Context length adds another layer. KV cache memory still grows with the number of tokens, even when MSA reduces attention compute. At 1M context, FP8 KV cache alone is about 120 GB, which is why a 2x H200 setup is not enough for the full window.

Spheron’s published pricing on June 12, 2026 puts 2x H200 SXM5 FP8 at $3.64 per hour on spot and $9.68 per hour on demand. A 4x H100 SXM5 FP8 setup costs $5.72 per hour on spot and $15.68 per hour on demand. That makes H200 the cleaner pick for FP8 serving, while H100 becomes attractive when you want more cards and can tolerate a higher hourly rate.

The context math matters more than the raw GPU count. A 2x H200 FP8 node can handle M3 at around 256K to 300K context comfortably, but true 1M-context serving needs at least 4x H200 or 8x H100. If your product only needs 128K or 256K context, you can save a lot by staying below the full 1M target.

• BF16 model memory: ~460 GB
• FP8 model memory: ~230 GB
• AWQ INT4 model memory: ~115 GB
• 2x H200 spot price: $3.64/hr
• 4x H100 spot price: $5.72/hr

vLLM is the practical serving path

vLLM is the right tool for most teams that want an OpenAI-compatible endpoint without building their own server stack. Spheron’s guide uses it because it supports tensor parallelism, expert parallelism, and FP8 KV cache handling, all of which matter for M3.

The deployment flow is straightforward: provision the GPU node on Spheron, install CUDA 12.4+ and the needed Python packages, download the model from Hugging Face, then launch the server with the right parallelism and cache flags. If you are serving multimodal requests, you also need to confirm that the model repository is public and that the license terms are accepted.

One detail worth watching is framework support. MSA requires explicit backend support, so you cannot assume any random vLLM release will work. Pin the version that adds MiniMax M3 support, then test context length, throughput, and KV cache behavior before putting it behind production traffic.

For teams already using SGLang, the same basic memory rules apply. The serving stack matters less than the GPU budget once you push past 128K context.

What this means for teams shipping real products

M3 changes the conversation around open-weight models because it combines three things that usually arrive separately: frontier-level coding performance, native multimodal input, and a context window large enough to hold a serious working set. That combination is useful for coding agents, document analysis, and research copilots that need to keep a lot of state in memory.
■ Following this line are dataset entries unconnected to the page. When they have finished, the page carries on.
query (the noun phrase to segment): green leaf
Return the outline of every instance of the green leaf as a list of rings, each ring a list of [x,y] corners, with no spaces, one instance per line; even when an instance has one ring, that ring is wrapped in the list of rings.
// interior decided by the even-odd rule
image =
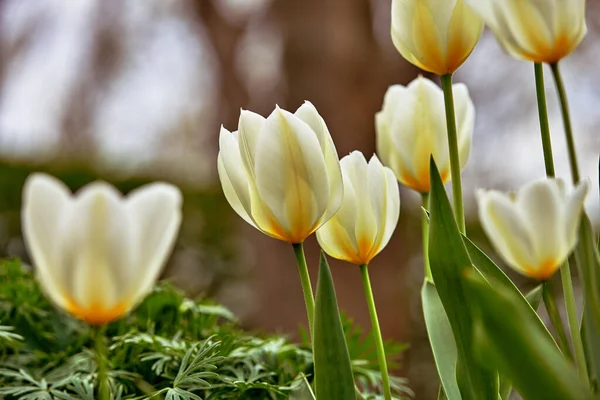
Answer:
[[[536,287],[534,287],[533,289],[531,289],[525,295],[527,302],[529,302],[529,305],[531,305],[531,308],[533,308],[534,310],[537,310],[538,307],[540,306],[540,303],[542,301],[543,289],[544,289],[544,285],[539,284]],[[537,314],[536,314],[536,316],[537,316]],[[544,328],[545,328],[545,326],[544,326]],[[550,338],[552,340],[554,340],[552,338],[552,336],[550,336]],[[502,400],[507,400],[510,397],[511,392],[512,392],[512,383],[508,379],[500,377],[500,398]]]
[[[527,309],[533,317],[535,317],[538,326],[546,331],[548,338],[550,338],[550,340],[556,343],[554,341],[554,338],[552,337],[552,334],[550,333],[550,331],[548,331],[548,328],[546,328],[546,325],[544,325],[544,322],[542,322],[542,320],[535,311],[537,309],[537,306],[539,306],[540,298],[542,295],[541,285],[539,286],[539,290],[536,292],[536,296],[539,295],[540,298],[538,298],[537,305],[534,307],[533,304],[523,296],[523,294],[513,283],[513,281],[511,281],[510,278],[506,276],[504,271],[502,271],[502,269],[500,269],[500,267],[496,265],[496,263],[494,263],[466,236],[463,236],[463,241],[465,243],[467,251],[469,252],[471,260],[475,265],[475,268],[477,268],[477,270],[479,270],[479,272],[481,272],[487,278],[488,281],[493,282],[494,285],[497,283],[501,284],[504,286],[505,289],[512,292],[515,295],[515,298],[518,299],[517,301],[519,301],[519,303],[521,303],[521,305],[525,309]],[[558,345],[556,346],[558,348]]]
[[[335,297],[333,278],[321,252],[313,343],[316,395],[322,400],[356,398],[352,364]]]
[[[544,290],[544,285],[539,284],[533,289],[531,289],[526,295],[525,298],[527,302],[534,310],[537,310],[540,306],[540,302],[542,301],[542,292]]]
[[[475,317],[474,344],[482,364],[497,369],[525,400],[587,400],[590,390],[514,293],[471,271],[463,278]]]
[[[456,383],[456,344],[452,328],[433,283],[425,280],[421,288],[421,302],[429,343],[443,390],[449,400],[460,399],[460,390]]]
[[[596,247],[592,224],[587,217],[581,217],[579,245],[575,256],[579,276],[583,282],[585,308],[582,328],[585,337],[586,359],[591,380],[600,374],[600,256]]]
[[[461,279],[473,266],[433,158],[430,173],[429,260],[435,287],[454,334],[458,387],[465,400],[497,399],[497,375],[481,368],[474,358],[473,319],[468,308],[472,299]]]

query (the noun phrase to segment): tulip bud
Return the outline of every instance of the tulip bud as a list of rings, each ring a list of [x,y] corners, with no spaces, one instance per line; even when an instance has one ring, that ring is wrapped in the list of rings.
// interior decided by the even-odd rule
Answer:
[[[89,324],[120,318],[152,290],[179,231],[181,201],[166,183],[123,197],[94,182],[72,195],[57,179],[32,175],[22,224],[42,290]]]
[[[567,193],[560,179],[534,182],[511,194],[480,190],[479,218],[509,266],[546,280],[575,247],[587,191],[583,182]]]
[[[340,208],[337,151],[315,107],[268,118],[242,111],[238,131],[221,128],[218,171],[231,207],[250,225],[302,243]]]
[[[387,245],[400,215],[400,193],[392,170],[377,156],[367,160],[354,151],[340,161],[344,201],[338,213],[317,231],[331,257],[368,264]]]
[[[585,36],[585,0],[465,0],[513,57],[556,63]]]
[[[469,57],[483,21],[463,0],[392,0],[392,41],[408,62],[451,74]]]
[[[452,85],[461,169],[471,152],[475,107],[463,84]],[[377,153],[405,186],[429,192],[429,158],[433,155],[442,181],[450,180],[444,94],[429,79],[391,86],[375,116]]]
The catch is that the model is still expensive to run well. If you want the full 1M-token window, you are buying multi-GPU infrastructure, not a single-card experiment. If your workload tops out at 128K or 256K context, the economics improve a lot and the model becomes easier to justify.

The more interesting question is whether teams will actually need the full million tokens in production. My bet is that most will not, at least at first. They will use M3 for 128K to 256K tasks, then reserve the full context window for debugging, codebase-wide reasoning, and long document synthesis where the extra memory really pays for itself.

If you are planning a deployment, the first decision is simple: do you need multimodal long context, or do you just want a strong open model with decent coding ability? If the answer includes both, M3 is worth the GPU bill. If not, a smaller model may give you better economics and less operational friction.